Os argumentos de Alberto Torres são atuais: ele discute ''a extinção visível de inúmeras espécies naturais úteis e o patente esgotamento de uma infinidade de riquezas'', menciona ''o sepultamento de regiões, outrora férteis e intensamente exploradas, sob o pó dos desertos, como no vale da Mesopotâmia''; e combate ''uma ciência que propaga a ilusão da quase-eternidade dos tesouros e dos produtos de nosso planeta''.
E veja-se a modernidade de um trecho de Alberto Torres que poderia hoje aparecer sob as assinaturas de James Lovelock ou José Lutzenberger, defensores de Gaia, a Mãe Terra: ''O problema do reflorestamento, o da restauração das fontes naturais e o da conservação e distribuição das águas são, em nosso país, problemas fundamentais, extraordinários, mais importantes que o da viação comum, mais importantes que o das estradas de ferro''.
A reedição do ensaio ecológico de Alberto Torres - desaparecido, oculto e esquecido desde sua publicação em 1915 - foi uma iniciativa digna de organização séria como a Fundação Brasileira para a Conservação da Natureza, que a tomou e fez imprimir o volume sob os auspícios da Fundação Getúlio Vargas. Para essa nova edição, impressa 75 anos depois do lançamento, Marcos Almir Madeira escreveu uma introdução exemplar. Assim, no contexto da mesma terra fluminense - a que também pertenceram outros dois extraordinários estudiosos dos problemas básicos do Brasil, Euclides da Cunha e Oliveira Viana - a crise brasileira de agora revela-se como tendo suas raízes na de ontem.
No ensaio de Alberto Torres, atente-se também para o segundo problema e a outra fonte da vida brasileira: o trabalho. O escritor fala sobre o egoísmo das chamadas classes superiores brasileiras e a falência de nossos governos que, diante do problema da organização do trabalho no país, ''nunca fizeram outra coisa senão resolvê-lo contra o homem brasileiro, e contra a economia nacional, quando importou escravos e quando importou colonos''.
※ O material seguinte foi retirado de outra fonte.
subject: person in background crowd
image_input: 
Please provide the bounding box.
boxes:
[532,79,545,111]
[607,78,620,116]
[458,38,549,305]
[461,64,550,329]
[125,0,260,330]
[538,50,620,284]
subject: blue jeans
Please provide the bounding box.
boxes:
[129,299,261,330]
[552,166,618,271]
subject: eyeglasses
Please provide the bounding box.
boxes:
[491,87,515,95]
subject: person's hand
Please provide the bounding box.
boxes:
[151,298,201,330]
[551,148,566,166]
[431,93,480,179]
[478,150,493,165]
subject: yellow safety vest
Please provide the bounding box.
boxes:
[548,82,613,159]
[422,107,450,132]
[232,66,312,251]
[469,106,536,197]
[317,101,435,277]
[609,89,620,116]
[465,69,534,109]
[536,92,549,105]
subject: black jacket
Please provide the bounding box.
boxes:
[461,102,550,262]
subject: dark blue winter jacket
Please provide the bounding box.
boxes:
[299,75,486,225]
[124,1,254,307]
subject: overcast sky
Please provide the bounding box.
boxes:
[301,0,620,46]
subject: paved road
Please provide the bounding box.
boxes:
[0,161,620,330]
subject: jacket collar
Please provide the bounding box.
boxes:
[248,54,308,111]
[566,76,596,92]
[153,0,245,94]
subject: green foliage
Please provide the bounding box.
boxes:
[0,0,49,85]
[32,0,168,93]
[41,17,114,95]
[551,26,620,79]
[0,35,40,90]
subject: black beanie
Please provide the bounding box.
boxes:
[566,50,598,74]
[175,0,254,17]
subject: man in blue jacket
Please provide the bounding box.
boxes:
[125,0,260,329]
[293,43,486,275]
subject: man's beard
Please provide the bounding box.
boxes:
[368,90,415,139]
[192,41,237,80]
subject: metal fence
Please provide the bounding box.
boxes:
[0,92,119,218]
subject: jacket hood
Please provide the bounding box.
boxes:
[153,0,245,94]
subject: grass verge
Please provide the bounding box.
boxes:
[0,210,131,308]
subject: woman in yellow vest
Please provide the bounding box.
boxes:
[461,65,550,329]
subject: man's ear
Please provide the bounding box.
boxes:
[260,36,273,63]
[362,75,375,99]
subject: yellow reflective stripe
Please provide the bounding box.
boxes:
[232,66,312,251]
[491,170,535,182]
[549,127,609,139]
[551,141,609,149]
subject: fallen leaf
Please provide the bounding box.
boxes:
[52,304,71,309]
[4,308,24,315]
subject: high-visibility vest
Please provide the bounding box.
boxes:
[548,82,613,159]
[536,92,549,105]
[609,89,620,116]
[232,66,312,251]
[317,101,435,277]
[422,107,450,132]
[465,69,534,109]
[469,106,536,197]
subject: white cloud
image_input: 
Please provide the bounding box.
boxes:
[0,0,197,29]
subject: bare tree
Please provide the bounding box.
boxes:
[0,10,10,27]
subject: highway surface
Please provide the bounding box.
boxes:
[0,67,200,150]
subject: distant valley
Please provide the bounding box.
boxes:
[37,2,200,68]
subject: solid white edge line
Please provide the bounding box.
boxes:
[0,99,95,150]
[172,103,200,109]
Considere-se obrigatória a leitura de As fontes da vida no Brasil, de Alberto Torres. Direto, sólido, científico e escrito no estilo entusiasmado e claro de um brasileiro que não desconversa, integra-se, como ensaio de um povo e de uma nação, no corpus dos estudos mais sérios daquele e de nosso tempo, que o autor resume no último parágrafo do trabalho: ''Eis, por fim, a obra sagrada da nossa geração: restaurar as fontes da vida, no corpo do país, e as fontes da vida no corpo e no espírito de seus habitantes. Aquelas, pelo clima e, sobretudo, pela água; e esta, pelo trabalho''.